Filter older transactions and articles which are not sold over n times

In [None]:
start_date = datetime.datetime(2020,9,1)
# Filter transactions by date
transactions["t_dat"] = pd.to_datetime(transactions["t_dat"])
transactions = transactions.loc[transactions["t_dat"] >= start_date]

# Filter transactions by number of an article has been bought
article_bought_count = transactions[['article_id', 't_dat']].groupby('article_id').count().reset_index().rename(columns={'t_dat': 'count'})
most_bought_articles = article_bought_count[article_bought_count['count']>10]['article_id'].values
transactions = transactions[transactions['article_id'].isin(most_bought_articles)]

In [None]:
# Generate negative samples
np.random.seed(42)

negative_samples = pd.DataFrame({
    'article_id': np.random.choice(transactions.article_id.unique(), transactions.shape[0]),
    'customer_id': np.random.choice(transactions.customer_id.unique(), transactions.shape[0]),
    'bought': np.zeros(transactions.shape[0])
})

**Training customer and article vector representations using the information whether a customer bought a article or not**

Variables

In [None]:
# variables

# vector length to represent article and customers
num_components = 1000

# learning rate
learning_rate = 0.001

# lambda
lmbda = 0.1

# number of epochs
n_epochs = 20

# combine postive and negative transaction to create on data set
transactions = pd.concat([transactions, negative_transactions])
customers = transactions.customer_id.values
articles = transactions.article_id.values
bought = transactions.bought.values


# creates a dictionary. keys = customer id, value: an index/id for each customer
customer_id2index = {c: i for i, c in enumerate(np.unique(customers))}
# creates a dictionary. keys = customer id, value: an index/id for each customer
article_id2index = {a: i for i, a in enumerate(np.unique(articles))}

training_indices = None
customers_latent_matrix = None
articles_latent_matrix = None

n_samples = transactions.shape[0]

# Initialize latent matrices - n_components vector representation for customers and articles
# (n_cust_uniq X n_components) 
customers_latent_matrix = np.random.normal(scale=1., size=(len(np.unique(customers)), num_components))
# same for articles
articles_latent_matrix = np.random.normal(scale=1., size=(len(np.unique(articles)), num_components))

Train

In [None]:
for epoch in range(n_epochs):
    print('Epoch: {}'.format(epoch))
    training_indices = np.arange(n_samples)

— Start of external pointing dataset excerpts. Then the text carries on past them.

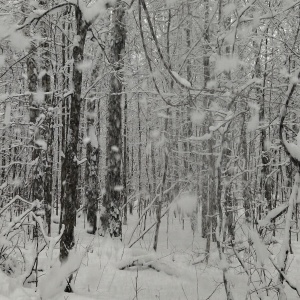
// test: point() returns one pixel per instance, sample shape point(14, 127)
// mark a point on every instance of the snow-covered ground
point(102, 274)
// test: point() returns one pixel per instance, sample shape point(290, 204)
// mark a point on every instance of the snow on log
point(273, 214)
point(150, 261)
point(183, 81)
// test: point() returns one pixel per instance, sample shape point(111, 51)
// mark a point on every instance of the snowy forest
point(150, 149)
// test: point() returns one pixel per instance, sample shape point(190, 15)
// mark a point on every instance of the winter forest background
point(150, 149)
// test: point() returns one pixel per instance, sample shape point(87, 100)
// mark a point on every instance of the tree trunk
point(111, 219)
point(70, 164)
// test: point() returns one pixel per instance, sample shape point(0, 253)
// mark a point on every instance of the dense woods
point(133, 121)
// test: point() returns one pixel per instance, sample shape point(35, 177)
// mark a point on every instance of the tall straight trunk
point(111, 219)
point(125, 160)
point(210, 221)
point(92, 183)
point(32, 83)
point(49, 134)
point(139, 160)
point(162, 187)
point(70, 164)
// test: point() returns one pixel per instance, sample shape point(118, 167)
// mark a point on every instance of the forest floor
point(181, 275)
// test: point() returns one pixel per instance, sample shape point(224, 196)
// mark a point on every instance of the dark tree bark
point(70, 164)
point(111, 218)
point(92, 155)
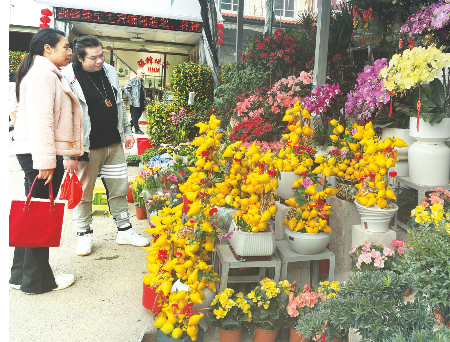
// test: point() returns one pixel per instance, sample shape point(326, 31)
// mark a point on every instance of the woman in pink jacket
point(48, 126)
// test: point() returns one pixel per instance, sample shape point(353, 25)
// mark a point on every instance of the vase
point(346, 189)
point(150, 299)
point(401, 165)
point(307, 243)
point(429, 156)
point(375, 219)
point(252, 244)
point(230, 335)
point(141, 213)
point(130, 194)
point(295, 336)
point(265, 335)
point(285, 183)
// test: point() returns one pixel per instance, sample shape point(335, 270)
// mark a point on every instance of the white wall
point(27, 13)
point(131, 58)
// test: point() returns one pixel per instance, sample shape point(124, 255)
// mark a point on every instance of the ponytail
point(45, 36)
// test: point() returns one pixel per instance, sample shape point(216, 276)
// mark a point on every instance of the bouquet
point(229, 310)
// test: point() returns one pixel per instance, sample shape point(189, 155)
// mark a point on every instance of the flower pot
point(401, 165)
point(346, 188)
point(429, 156)
point(179, 286)
point(252, 244)
point(307, 243)
point(375, 220)
point(265, 335)
point(141, 213)
point(230, 335)
point(295, 336)
point(150, 299)
point(285, 183)
point(130, 194)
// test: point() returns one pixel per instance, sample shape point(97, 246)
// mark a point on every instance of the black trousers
point(136, 113)
point(31, 268)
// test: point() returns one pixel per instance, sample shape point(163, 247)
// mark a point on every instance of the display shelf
point(422, 190)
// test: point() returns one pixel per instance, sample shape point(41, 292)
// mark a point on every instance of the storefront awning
point(172, 9)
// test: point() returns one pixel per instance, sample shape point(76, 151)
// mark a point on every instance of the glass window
point(230, 5)
point(284, 8)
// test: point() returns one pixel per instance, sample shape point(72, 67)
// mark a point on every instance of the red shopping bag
point(71, 190)
point(37, 222)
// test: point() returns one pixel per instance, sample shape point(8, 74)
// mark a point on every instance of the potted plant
point(373, 304)
point(430, 238)
point(229, 311)
point(268, 308)
point(373, 200)
point(299, 304)
point(137, 184)
point(428, 157)
point(133, 160)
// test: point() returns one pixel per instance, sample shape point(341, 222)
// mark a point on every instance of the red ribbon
point(418, 108)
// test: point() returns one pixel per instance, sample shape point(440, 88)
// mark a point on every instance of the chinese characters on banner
point(127, 20)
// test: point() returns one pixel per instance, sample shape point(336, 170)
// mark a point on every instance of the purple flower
point(307, 182)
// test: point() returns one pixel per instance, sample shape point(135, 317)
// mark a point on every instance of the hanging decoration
point(220, 27)
point(45, 19)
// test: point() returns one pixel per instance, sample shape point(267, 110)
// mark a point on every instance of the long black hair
point(80, 46)
point(45, 36)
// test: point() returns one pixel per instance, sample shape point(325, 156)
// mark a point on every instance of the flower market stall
point(315, 171)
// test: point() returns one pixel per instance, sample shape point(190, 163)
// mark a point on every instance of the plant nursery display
point(229, 311)
point(268, 307)
point(371, 257)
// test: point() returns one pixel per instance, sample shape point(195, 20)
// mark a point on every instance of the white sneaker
point(84, 246)
point(130, 237)
point(63, 281)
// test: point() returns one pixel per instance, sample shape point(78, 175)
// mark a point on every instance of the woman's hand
point(70, 165)
point(46, 174)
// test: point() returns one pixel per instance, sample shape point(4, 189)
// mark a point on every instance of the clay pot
point(265, 335)
point(296, 337)
point(141, 213)
point(230, 335)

    # Shuffle training samples and follow stochastic gradient descent
    np.random.shuffle(training_indices)
    # __sdg__()
    
    # tqdm is a progress bar
    for idx in tqdm(training_indices):
        # Get the current sample
        customer_id = customers[idx]
        article_id = articles[idx]
        print(bought)
        print(idx)
        print(type(bought))
        bought_val = bought[idx]

        # Get the index of the user and the article
        customer_index = customer_id2index[customer_id]
        article_index = article_id2index[article_id]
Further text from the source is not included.